Chiacchierando poi con loro a cena – erano più rilassati una volta scemata la tensione ed in parte il rispettoso formalismo – ti raccontano di quanto si sentano privilegiati perché hanno avuto l’opportunità di frequentare l’università (si badi, privilegio nella loro concezione, non diritto…), scopri quanta eccitazione ci sia in loro per aver conseguito l’obiettivo e per la nuova vita che li attende in Europa, pongono con crescente curiosità mille domande su Londra e Milano – ovviamente identificando quest’ultima come il paradiso delle firme della moda – e traspare evidente la soddisfazione per quello che sarà un adeguamento al rialzo del loro compenso che oggi si aggira attorno al corrispettivo di circa 1.100 euro al mese. Si, millecento euro al mese ed il contratto di lavoro a tempo indeterminato è un qualcosa di intraducibile non concependone loro nemmeno l’idea.

Da questo, conseguenza naturale è la seconda riflessione che è poi uno spontaneo confronto con i nostri giovani. Di quei quattro cinesi mi hanno colpito il desiderio, l’ambizione e la determinazione. I primi due sono stati d’animo che nonostante tutto e direi fortunatamente ancora riscontro nei giovani italiani, laureati e non, quando mi capita di confrontarmi con loro. Per la verità, mi succede meno di cogliere la stessa determinazione da parte loro a volersi mettere in gioco, di essere disponibili a rischiare e scommettere su se stessi, magari di voler adottare il paradigma che data la giovane età sia preferibile accumulare dapprima esperienza e relazioni da unire alla preparazione ed al talento – che sulla carta assicurano di possedere – per poi patrimonializzare il tutto in reddito (leggi denaro) grazie al merito che quando c’è, statene certi, prima o poi viene fuori ed è volutamente ben pagato, in Italia come all’estero.

La considerazione finale non può risolversi quindi che in una domanda: dove sta la principale differenza tra i nostri e quei giovani cinesi incontrati ieri ed i moltissimi altri in rampa di lancio in Cina? E’ nella fame, fame che manca alla maggior parte dei nostri, quella fame che deriva dalla loro forma mentis di aver vissuto lo studio come un privilegio e non un come un diritto acquisito, quindi dall’umiltà nell’approccio iniziale con il lavoro e la voglia caparbia di anderselo a cercare ovunque nel Mondo. Una visione di se stessi proiettati nel futuro che li conduce a voler realizzare il sogno di arrivare a cenare in un ristorante stellato da 300 dollari a Dubai o di poter comprare un abito firmato a Milano.

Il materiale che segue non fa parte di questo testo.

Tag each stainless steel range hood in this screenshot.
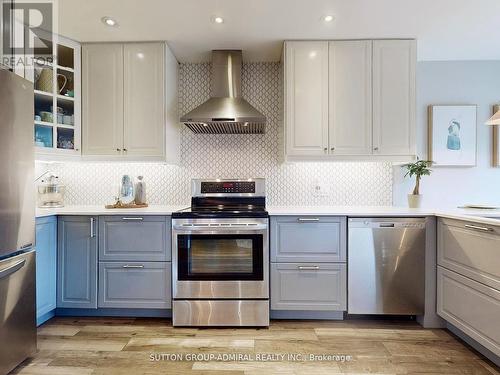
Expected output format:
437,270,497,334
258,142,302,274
180,50,266,134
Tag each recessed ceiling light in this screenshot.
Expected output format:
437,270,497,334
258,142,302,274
213,16,224,24
323,15,334,22
102,16,118,27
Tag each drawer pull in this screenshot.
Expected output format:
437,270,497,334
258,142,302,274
297,265,320,270
297,218,320,222
122,217,144,221
464,224,493,232
122,264,144,269
90,217,95,238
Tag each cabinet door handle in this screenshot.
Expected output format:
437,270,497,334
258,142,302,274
297,218,320,222
298,265,320,271
116,148,122,152
373,147,379,151
323,147,327,152
123,148,128,152
122,264,144,269
122,217,144,221
330,147,335,151
464,224,493,232
90,217,95,237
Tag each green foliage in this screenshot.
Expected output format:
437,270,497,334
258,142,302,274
403,159,432,179
402,159,433,195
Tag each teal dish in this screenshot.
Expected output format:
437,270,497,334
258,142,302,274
34,124,53,148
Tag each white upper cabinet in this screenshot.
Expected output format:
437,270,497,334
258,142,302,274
123,43,165,158
82,42,180,163
82,44,124,156
372,40,416,156
283,39,416,161
329,40,372,155
284,41,329,156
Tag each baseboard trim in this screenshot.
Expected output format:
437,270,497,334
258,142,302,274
56,308,172,318
270,310,344,320
447,323,500,367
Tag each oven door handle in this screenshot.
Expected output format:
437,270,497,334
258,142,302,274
172,224,268,231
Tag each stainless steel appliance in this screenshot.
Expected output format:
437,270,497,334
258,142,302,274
0,69,36,374
172,178,269,326
180,50,266,134
348,218,426,315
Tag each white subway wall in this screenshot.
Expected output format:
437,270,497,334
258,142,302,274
393,61,500,208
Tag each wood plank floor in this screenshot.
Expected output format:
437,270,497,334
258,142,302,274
12,317,500,375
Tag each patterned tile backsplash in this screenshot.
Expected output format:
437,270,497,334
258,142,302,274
36,63,393,206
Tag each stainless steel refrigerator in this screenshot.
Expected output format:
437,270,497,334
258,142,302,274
0,69,36,375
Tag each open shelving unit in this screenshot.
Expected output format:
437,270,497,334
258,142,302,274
32,36,81,159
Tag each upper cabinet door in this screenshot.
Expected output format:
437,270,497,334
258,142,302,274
82,44,124,156
372,40,416,156
285,41,329,156
123,43,165,158
329,41,372,155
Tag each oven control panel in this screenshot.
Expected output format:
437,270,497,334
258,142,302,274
201,181,255,194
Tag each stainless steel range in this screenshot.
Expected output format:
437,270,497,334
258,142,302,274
171,178,269,327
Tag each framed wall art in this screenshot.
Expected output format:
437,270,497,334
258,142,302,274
428,105,477,167
492,105,500,167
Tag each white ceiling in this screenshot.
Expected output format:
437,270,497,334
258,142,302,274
58,0,500,62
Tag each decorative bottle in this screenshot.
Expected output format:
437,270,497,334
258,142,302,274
135,176,147,205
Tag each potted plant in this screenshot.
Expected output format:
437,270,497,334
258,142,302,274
402,159,432,208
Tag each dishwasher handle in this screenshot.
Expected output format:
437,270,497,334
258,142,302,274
349,218,426,229
379,223,395,228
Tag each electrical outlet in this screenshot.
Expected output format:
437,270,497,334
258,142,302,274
312,180,330,197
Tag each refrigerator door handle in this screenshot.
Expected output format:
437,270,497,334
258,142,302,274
0,259,26,280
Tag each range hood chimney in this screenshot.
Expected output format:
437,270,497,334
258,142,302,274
180,50,266,134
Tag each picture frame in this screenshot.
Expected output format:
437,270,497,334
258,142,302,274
492,105,500,167
428,105,477,167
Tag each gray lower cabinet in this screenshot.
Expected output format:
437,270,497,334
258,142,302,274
98,262,171,309
437,266,500,356
57,216,98,309
271,216,346,262
271,263,346,311
99,216,170,261
437,217,500,358
438,218,500,290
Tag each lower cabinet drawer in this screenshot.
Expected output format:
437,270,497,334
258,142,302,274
98,262,171,309
271,263,346,311
437,266,500,356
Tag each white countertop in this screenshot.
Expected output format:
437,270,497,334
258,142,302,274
267,205,434,216
36,205,188,218
36,204,500,226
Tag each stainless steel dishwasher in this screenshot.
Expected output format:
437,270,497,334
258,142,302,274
348,218,426,315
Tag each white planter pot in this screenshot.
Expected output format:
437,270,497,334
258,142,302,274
408,194,422,208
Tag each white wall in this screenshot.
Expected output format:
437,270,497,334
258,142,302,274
393,61,500,208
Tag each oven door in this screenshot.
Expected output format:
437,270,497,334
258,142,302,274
172,218,269,299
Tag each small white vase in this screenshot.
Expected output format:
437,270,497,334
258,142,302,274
407,194,422,208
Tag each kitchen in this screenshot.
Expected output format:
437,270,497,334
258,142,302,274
0,0,499,374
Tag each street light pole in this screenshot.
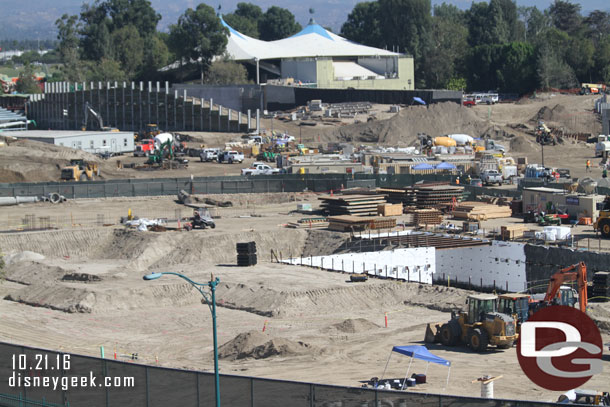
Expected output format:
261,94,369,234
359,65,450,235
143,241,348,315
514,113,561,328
143,272,221,407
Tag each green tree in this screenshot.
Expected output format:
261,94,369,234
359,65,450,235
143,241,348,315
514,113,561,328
140,34,170,79
104,0,161,37
87,58,127,81
423,10,468,88
518,6,550,43
110,25,144,78
56,14,85,82
549,0,581,33
15,64,42,94
434,3,466,23
584,10,610,45
564,35,594,81
80,3,112,61
205,57,248,84
466,0,519,47
537,45,578,89
168,3,228,83
223,3,263,38
594,35,610,83
341,2,383,47
445,77,467,91
258,6,302,41
378,0,432,87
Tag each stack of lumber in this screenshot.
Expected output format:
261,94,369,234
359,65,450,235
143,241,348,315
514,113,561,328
377,203,403,216
376,187,417,206
412,209,443,225
286,217,329,229
319,194,387,216
500,225,527,240
327,215,396,232
452,202,512,221
415,185,464,209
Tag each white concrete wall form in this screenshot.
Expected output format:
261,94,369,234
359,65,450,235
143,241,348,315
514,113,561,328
435,241,526,292
282,247,435,283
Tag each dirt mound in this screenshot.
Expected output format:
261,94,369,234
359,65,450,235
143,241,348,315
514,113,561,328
5,261,68,285
330,318,381,333
4,251,46,265
325,102,491,146
5,284,96,313
530,104,567,124
301,230,348,257
219,330,317,360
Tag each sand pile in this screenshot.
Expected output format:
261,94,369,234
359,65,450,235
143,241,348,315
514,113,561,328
5,284,96,313
530,104,566,124
3,250,45,265
326,102,493,146
4,261,68,285
301,230,349,257
218,330,317,360
330,318,380,333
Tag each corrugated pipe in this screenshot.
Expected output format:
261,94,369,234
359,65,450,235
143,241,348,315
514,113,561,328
0,196,39,206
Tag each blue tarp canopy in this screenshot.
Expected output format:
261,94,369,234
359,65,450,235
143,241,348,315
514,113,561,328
435,162,457,170
412,163,434,170
413,97,426,105
391,345,451,366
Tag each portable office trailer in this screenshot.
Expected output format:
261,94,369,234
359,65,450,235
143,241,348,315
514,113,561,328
8,130,134,154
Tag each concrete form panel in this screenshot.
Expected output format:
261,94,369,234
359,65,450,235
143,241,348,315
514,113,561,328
435,241,526,292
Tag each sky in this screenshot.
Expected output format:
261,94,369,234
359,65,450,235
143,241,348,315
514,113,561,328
2,0,609,40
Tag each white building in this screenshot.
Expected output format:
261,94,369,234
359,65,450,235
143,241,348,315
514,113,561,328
8,130,134,154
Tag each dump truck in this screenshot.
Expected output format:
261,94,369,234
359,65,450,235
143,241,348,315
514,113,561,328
61,159,100,181
425,293,518,352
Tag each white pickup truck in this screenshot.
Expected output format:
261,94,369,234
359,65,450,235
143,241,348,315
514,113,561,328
241,163,281,176
218,151,244,163
480,169,503,185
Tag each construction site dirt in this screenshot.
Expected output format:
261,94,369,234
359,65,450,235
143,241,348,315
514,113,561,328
1,196,609,403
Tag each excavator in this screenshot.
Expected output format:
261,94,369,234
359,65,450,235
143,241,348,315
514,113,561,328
533,262,588,313
81,102,118,132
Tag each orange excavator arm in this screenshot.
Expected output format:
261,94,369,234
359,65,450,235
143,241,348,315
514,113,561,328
543,262,588,313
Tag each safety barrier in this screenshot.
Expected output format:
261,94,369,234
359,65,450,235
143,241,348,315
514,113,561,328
0,174,527,200
0,341,572,407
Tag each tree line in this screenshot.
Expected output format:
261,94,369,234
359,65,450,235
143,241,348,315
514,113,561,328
341,0,610,93
5,0,609,94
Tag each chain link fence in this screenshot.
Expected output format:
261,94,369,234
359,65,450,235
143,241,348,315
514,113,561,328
0,342,575,407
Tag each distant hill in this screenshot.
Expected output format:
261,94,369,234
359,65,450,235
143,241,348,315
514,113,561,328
2,0,607,41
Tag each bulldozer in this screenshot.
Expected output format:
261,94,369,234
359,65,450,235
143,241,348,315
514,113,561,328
594,196,610,238
61,159,100,181
425,293,518,352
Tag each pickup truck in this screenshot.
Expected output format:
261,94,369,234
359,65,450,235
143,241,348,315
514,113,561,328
480,170,503,185
218,151,244,164
241,163,281,176
200,148,220,162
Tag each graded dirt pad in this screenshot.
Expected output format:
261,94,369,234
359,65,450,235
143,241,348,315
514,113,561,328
218,330,319,360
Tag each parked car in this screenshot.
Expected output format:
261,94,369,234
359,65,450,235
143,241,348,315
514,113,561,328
557,168,571,179
463,99,476,107
241,162,281,176
218,151,244,164
200,148,220,162
480,170,503,185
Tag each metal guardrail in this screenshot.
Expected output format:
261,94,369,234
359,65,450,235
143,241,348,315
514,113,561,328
0,341,576,407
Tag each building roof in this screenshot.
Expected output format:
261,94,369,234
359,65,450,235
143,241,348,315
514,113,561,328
222,17,399,61
8,130,133,139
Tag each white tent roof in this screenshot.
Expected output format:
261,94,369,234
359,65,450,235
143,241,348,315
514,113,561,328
222,18,398,61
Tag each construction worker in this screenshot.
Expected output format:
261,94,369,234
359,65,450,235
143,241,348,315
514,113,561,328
586,159,591,172
603,168,608,178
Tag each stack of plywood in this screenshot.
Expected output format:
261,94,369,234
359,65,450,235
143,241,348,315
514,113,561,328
377,203,403,216
452,202,512,221
286,217,329,229
415,185,464,209
412,209,443,225
327,215,396,232
500,225,527,240
376,187,417,206
319,195,387,216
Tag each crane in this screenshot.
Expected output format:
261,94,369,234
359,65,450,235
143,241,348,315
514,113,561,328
542,262,588,313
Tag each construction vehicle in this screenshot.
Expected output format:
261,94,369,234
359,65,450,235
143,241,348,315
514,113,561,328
61,159,100,181
183,208,216,230
594,196,610,238
580,83,606,95
425,293,518,352
136,124,161,141
558,389,610,405
81,102,118,131
533,262,588,313
497,293,531,332
535,121,556,145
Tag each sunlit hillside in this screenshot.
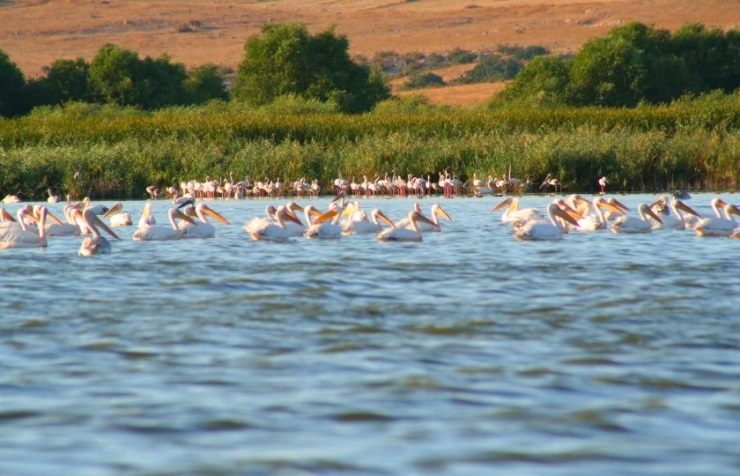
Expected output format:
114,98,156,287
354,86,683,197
2,0,738,106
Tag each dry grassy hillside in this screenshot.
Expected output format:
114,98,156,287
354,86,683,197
2,0,738,106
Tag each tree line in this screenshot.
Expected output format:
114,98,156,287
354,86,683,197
2,21,740,118
497,22,740,107
0,22,391,118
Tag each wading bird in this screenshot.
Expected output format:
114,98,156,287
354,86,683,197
77,208,121,256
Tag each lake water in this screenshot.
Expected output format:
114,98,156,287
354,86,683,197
1,193,739,475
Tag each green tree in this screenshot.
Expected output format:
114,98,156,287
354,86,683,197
136,54,188,109
232,22,390,113
454,54,523,84
496,55,571,106
89,44,142,106
89,44,189,109
0,49,29,117
672,23,740,94
568,22,686,106
36,57,94,106
184,64,228,104
402,72,445,90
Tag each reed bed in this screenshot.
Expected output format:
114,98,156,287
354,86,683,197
1,98,738,200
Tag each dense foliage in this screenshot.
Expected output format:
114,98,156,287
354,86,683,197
232,22,391,113
0,50,30,117
1,94,738,200
499,22,740,107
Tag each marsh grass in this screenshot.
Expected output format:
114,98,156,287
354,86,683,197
1,96,738,199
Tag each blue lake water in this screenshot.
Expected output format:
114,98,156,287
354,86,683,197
1,193,739,475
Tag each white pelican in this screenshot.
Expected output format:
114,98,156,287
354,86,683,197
80,197,110,216
572,196,625,231
249,205,303,242
35,205,78,237
136,202,158,227
695,198,739,237
610,203,663,234
102,202,133,227
513,202,581,241
396,203,452,233
648,196,701,230
282,201,311,236
133,207,196,241
342,207,395,236
243,205,278,235
304,202,352,239
377,210,437,242
602,197,631,221
0,206,48,249
492,197,544,225
2,194,21,204
76,208,121,256
181,202,231,239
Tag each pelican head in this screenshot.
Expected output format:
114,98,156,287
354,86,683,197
432,204,452,222
594,196,625,216
103,202,124,219
372,209,396,228
492,197,514,212
673,199,701,218
639,203,663,224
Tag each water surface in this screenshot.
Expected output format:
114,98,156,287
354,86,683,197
1,193,739,475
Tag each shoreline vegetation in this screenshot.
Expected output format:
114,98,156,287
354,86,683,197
2,20,740,201
1,95,739,201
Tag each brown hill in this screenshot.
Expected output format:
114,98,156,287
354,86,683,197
2,0,738,106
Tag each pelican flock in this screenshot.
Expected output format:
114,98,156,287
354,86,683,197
0,190,738,257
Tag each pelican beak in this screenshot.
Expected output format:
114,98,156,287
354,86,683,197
1,208,16,222
573,195,591,208
331,191,346,202
416,213,438,228
675,200,701,217
314,209,338,224
597,200,625,216
94,215,121,240
203,206,231,225
727,204,740,217
553,206,580,227
376,210,396,228
283,210,304,225
23,213,40,223
610,198,631,212
173,209,197,225
45,211,65,225
103,202,123,219
435,206,452,222
556,200,583,221
185,206,198,217
492,197,512,212
644,206,663,224
340,206,354,218
288,202,304,213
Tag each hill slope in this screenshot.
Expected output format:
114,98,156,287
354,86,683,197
2,0,737,106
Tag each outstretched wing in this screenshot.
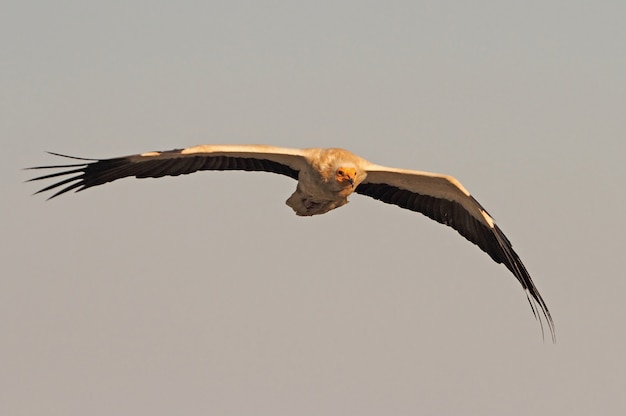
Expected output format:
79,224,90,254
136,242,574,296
356,164,555,341
27,144,308,199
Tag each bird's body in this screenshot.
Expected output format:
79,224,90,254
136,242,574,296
28,144,555,340
284,147,366,215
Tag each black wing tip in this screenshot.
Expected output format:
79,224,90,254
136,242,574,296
25,152,94,199
492,225,555,343
526,291,556,344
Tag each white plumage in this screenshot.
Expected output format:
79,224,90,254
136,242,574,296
28,144,555,340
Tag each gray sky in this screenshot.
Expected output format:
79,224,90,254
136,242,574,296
2,1,625,414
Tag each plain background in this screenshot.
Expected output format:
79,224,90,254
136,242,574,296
2,1,625,414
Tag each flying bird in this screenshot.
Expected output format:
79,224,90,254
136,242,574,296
27,144,554,340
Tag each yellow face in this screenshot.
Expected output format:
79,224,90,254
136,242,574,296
335,166,357,187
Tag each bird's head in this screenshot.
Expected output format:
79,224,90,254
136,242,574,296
335,166,357,188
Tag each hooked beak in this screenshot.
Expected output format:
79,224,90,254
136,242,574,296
336,167,357,188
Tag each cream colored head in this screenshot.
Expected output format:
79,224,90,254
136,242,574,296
335,166,357,187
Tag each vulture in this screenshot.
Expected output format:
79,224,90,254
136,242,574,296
27,144,555,341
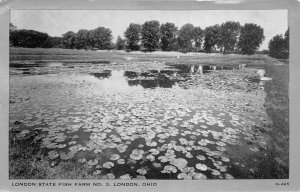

E’ con quella fame di realizzazione personale, ricchezza e benessere che rende agili, scattanti, determinati e ricettivi agli stimoli che i nostri ragazzi devono e dovranno confrontarsi, competere e convivere in un piccolo mondo. Molti, purtroppo e senza false ipocrisie, ne sono sprovvisti ed in gran parte dobbiamo assumerci la responsabilità noi genitori spesso troppo apprensivi e propensi a far passare tutto e di più: c’è davvero da augurarsi che siano migliori di noi e le loro giovani e ricettive menti reagiscano in fretta perché alla fine, è pur vero che il denaro non basta per essere felici, tuttavia se c’è male non fa e d’altro canto, la miseria non è mai stata e mai sarà sinonimo di felicità.